The Graphic Communications Conference of the International Brotherhood of Teamsters, the union representing News-Press newsroom employees, filed a charge last Thursday with the National Labor Relations Board claiming News-Press attorney Barry Cappello had publicly threatened remaining workers with loss of their job if they were “disloyal” to the paper.

Cappello’s statements ran in several publications, including the Independent, in articles about last week’s firings of six News-Press employees. These employees, who the union asserts were “illegally fired,” were officially terminated for “disloyalty” after they helped hang a sign over Highway 101 that read “Cancel Your Newspaper Today!” on Friday, Feb. 2.

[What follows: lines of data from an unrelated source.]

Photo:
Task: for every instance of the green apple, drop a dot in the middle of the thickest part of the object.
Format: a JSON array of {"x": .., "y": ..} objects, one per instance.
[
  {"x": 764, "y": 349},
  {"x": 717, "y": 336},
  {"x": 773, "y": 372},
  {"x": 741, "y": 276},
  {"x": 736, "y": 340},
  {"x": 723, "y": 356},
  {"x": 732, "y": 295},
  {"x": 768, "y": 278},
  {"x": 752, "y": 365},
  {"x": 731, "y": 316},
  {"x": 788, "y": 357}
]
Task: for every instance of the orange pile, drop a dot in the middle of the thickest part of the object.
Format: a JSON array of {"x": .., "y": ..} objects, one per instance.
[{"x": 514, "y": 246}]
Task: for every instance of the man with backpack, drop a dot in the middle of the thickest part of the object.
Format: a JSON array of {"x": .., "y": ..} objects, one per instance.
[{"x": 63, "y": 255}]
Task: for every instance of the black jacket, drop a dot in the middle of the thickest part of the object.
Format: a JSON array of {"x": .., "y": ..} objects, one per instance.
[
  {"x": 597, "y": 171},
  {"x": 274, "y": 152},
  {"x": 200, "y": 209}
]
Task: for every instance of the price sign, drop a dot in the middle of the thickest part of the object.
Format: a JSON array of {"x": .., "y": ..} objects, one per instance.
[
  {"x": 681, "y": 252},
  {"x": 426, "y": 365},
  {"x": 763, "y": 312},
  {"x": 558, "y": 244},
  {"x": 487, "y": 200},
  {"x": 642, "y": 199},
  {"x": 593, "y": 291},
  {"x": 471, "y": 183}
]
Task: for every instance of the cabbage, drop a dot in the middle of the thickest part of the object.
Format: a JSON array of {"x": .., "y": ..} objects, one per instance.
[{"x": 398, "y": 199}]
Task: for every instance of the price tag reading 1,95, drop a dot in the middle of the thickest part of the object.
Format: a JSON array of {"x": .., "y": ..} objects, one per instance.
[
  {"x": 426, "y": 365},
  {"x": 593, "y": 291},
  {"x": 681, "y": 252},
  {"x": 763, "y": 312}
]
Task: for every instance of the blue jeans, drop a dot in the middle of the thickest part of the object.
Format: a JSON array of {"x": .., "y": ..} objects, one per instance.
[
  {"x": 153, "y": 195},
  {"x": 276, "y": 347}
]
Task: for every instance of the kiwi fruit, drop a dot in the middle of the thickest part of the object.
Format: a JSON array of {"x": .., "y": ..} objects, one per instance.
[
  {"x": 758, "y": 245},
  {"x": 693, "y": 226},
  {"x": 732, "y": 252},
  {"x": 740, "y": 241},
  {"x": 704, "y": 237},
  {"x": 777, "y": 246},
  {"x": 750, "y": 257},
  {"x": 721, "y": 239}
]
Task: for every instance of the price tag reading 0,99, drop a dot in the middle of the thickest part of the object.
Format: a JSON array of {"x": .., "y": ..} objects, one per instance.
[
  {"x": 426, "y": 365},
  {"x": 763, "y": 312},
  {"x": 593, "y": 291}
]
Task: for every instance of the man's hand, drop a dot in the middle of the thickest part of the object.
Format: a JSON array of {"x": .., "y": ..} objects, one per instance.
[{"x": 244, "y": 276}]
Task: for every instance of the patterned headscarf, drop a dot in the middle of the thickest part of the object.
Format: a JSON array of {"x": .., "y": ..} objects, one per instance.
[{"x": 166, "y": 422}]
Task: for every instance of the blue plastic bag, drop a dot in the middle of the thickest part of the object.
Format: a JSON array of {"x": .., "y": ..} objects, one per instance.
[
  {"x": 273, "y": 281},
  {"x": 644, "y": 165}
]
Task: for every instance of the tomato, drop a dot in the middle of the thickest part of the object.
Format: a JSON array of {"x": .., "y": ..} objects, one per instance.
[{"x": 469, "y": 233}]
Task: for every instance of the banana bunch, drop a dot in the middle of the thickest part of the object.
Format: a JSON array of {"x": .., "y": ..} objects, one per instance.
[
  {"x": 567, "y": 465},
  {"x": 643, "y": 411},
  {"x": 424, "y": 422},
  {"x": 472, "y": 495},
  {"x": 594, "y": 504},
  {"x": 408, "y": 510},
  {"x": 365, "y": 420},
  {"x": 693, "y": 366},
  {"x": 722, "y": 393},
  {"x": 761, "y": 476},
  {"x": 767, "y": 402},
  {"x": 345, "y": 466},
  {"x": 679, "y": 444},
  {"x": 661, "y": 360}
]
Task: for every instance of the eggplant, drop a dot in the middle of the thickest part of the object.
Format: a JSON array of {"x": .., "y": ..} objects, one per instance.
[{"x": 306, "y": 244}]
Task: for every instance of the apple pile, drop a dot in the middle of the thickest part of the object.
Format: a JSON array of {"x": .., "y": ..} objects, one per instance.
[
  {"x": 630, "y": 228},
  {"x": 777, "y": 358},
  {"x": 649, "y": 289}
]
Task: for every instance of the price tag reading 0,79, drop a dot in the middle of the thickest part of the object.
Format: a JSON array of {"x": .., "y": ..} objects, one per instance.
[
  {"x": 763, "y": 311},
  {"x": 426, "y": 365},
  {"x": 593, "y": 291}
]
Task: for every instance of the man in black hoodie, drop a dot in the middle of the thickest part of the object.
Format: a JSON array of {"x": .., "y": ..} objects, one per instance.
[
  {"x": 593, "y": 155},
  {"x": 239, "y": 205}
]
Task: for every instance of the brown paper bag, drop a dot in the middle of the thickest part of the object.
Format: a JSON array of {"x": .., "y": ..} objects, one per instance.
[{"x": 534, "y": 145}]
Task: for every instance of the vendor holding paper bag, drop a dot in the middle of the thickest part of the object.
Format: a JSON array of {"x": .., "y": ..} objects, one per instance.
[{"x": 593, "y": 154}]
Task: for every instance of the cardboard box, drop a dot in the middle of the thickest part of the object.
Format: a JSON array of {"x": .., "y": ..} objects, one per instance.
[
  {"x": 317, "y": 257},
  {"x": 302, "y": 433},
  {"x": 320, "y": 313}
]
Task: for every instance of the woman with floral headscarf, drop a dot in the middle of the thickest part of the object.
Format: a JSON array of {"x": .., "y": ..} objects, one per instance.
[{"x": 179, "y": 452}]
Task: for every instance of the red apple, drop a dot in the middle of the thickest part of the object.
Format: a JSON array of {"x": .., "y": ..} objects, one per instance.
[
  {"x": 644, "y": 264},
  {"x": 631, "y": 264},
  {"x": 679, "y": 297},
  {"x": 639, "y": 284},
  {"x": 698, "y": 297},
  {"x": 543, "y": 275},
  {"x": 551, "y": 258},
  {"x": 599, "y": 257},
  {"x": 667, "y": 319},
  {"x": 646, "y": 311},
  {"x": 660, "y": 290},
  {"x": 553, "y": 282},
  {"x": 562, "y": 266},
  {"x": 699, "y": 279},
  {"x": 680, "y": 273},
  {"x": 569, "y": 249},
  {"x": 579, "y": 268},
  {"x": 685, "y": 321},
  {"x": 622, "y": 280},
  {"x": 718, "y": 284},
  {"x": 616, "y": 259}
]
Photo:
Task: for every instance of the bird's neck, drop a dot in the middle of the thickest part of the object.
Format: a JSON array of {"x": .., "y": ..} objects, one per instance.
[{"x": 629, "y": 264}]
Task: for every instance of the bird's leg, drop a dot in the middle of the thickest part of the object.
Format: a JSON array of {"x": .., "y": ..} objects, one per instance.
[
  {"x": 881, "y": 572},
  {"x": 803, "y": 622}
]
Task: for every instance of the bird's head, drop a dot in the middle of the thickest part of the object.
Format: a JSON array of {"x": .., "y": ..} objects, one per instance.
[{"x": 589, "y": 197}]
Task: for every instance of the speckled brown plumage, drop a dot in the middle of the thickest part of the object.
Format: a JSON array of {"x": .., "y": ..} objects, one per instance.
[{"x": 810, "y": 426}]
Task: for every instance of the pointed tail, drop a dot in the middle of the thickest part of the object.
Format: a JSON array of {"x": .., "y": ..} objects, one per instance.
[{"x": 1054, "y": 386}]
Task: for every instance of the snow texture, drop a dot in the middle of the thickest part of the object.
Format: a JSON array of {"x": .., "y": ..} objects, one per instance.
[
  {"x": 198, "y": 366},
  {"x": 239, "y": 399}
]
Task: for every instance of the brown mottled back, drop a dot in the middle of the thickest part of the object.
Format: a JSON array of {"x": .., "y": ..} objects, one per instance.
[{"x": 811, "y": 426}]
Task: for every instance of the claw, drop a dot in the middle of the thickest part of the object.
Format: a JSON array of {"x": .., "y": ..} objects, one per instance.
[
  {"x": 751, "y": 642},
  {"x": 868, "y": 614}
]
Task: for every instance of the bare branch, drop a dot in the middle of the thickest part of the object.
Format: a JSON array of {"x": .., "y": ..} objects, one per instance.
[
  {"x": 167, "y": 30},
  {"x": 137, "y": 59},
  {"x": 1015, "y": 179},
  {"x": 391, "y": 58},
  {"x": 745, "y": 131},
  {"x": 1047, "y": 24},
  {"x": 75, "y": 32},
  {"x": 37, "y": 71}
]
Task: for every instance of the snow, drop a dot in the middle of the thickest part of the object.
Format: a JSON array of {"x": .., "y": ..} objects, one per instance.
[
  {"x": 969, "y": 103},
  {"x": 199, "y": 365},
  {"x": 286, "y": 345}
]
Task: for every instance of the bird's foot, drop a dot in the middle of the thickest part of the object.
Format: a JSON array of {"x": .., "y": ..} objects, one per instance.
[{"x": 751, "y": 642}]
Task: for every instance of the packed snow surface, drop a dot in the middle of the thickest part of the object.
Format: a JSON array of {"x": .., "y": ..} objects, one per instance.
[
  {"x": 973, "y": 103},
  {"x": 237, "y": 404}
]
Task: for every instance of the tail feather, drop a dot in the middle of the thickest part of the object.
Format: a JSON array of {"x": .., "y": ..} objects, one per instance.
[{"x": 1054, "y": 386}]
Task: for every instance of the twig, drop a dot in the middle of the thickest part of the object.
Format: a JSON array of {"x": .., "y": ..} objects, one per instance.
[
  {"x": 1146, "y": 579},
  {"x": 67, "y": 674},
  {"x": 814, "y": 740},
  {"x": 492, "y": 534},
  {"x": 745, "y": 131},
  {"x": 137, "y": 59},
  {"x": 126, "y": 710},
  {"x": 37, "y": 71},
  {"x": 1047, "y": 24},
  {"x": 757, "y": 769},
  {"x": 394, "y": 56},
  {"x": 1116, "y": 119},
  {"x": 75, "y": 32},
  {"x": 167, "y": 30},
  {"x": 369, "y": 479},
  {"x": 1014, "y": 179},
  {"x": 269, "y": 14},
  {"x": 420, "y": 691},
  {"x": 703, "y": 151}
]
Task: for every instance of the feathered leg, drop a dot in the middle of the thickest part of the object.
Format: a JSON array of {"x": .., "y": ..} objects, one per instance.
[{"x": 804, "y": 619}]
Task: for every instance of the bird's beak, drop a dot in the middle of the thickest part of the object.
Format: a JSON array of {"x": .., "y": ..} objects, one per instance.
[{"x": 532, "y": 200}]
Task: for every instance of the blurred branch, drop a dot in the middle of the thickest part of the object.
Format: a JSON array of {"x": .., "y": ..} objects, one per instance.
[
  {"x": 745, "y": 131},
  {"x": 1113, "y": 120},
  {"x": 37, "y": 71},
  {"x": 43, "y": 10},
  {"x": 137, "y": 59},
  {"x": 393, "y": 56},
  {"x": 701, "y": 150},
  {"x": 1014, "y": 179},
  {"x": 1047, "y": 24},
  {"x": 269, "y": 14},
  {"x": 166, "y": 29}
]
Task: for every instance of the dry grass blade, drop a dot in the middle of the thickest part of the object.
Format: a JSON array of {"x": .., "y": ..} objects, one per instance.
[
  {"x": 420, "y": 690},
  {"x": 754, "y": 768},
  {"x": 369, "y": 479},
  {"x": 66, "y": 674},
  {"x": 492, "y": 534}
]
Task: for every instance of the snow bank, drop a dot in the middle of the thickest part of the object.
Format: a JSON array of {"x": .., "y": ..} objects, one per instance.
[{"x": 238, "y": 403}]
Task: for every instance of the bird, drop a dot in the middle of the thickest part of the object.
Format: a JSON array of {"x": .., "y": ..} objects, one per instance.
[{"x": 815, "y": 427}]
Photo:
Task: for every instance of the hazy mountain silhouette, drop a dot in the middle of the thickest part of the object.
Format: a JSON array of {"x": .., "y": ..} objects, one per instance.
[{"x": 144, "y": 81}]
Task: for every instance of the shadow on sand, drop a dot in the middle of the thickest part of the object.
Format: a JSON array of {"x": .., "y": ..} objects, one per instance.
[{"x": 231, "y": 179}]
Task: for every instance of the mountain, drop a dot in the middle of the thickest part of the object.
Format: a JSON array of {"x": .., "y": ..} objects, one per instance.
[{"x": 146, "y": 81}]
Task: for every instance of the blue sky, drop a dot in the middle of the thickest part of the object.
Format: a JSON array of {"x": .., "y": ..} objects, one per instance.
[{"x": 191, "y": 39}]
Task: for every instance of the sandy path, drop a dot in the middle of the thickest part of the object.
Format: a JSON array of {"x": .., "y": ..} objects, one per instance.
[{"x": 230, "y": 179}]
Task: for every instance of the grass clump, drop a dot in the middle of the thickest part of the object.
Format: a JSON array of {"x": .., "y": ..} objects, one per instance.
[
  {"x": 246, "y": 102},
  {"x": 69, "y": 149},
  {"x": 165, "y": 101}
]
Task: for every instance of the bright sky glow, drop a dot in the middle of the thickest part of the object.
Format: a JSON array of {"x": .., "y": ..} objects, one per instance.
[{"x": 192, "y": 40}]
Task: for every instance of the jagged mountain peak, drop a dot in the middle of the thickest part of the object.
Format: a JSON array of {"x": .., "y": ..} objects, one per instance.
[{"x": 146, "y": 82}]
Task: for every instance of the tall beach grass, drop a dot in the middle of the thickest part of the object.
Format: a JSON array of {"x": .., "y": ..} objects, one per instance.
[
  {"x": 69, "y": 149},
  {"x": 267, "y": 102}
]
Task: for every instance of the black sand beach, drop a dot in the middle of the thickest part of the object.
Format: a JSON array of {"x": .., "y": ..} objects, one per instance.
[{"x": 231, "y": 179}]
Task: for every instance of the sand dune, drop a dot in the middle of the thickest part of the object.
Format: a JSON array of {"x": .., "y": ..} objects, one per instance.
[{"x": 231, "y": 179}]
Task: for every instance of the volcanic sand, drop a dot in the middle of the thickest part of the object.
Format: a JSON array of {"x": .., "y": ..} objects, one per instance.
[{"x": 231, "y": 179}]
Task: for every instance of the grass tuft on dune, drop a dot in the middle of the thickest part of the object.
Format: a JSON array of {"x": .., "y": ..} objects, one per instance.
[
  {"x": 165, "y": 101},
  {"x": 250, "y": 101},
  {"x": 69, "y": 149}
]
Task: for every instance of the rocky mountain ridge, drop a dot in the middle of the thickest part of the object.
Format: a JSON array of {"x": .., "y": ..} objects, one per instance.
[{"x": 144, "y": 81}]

“People who want to engage in conduct that harms the newspaper… will not remain [employed],” Cappello is quoted as saying in the NLRB charge. “The paper had an absolute right to do what they did and would do it again in the face of disloyalty such as that.”

In response to the comments, former News-Press employees marched down State Street on Friday, stopping in front of Cappello’s office. Approximately 40 ex-staffers and supporters marched in circles below his second floor office shouting “shame, shame” and “shame on Barry.”

The protests that occurred last week were sparsely attended, although Friday’s did draw a number of honks from passing cars and a few shouts of support as well as hundreds of curious onlookers.

“I’ve never even imagined a newspaper being like this,” Yates Satterlee, a Santa Barbara resident and News-Press reader since 1944, said.

Satterlee, who said he followed the end of World War II through the News-Press when he was a boy, recently cancelled his subscription to the newspaper – something former employees have been asking residents to do since December.

“I cancelled two weeks ago,” Satterlee said. “I’m a little embarrassed I took so long.”

Adding to such support, community members have planned a rally slated for Feb. 21, which coordinator David Pritchett has dubbed “Wake-Up Wendy Wednesday.” Pritchett said he expects between 200 and 300 people to show up and protest News-Press co-publisher Wendy McCaw’s management of the paper.

“The demise of the News-Press is a tragedy for the Santa Barbara community,” Pritchett said. “People need a trustworthy daily source of news, and the news writers who were terminated illegally also need to know that the community supports them.”

Pritchett said he hopes local sports fans will show up to support 38-year News-Press veteran and reputable sports columnist John Zant who was fired last week.

“There’s a whole other body of people who are outraged, who may not have otherwise cared,” Pritchett said of Zant’s firing.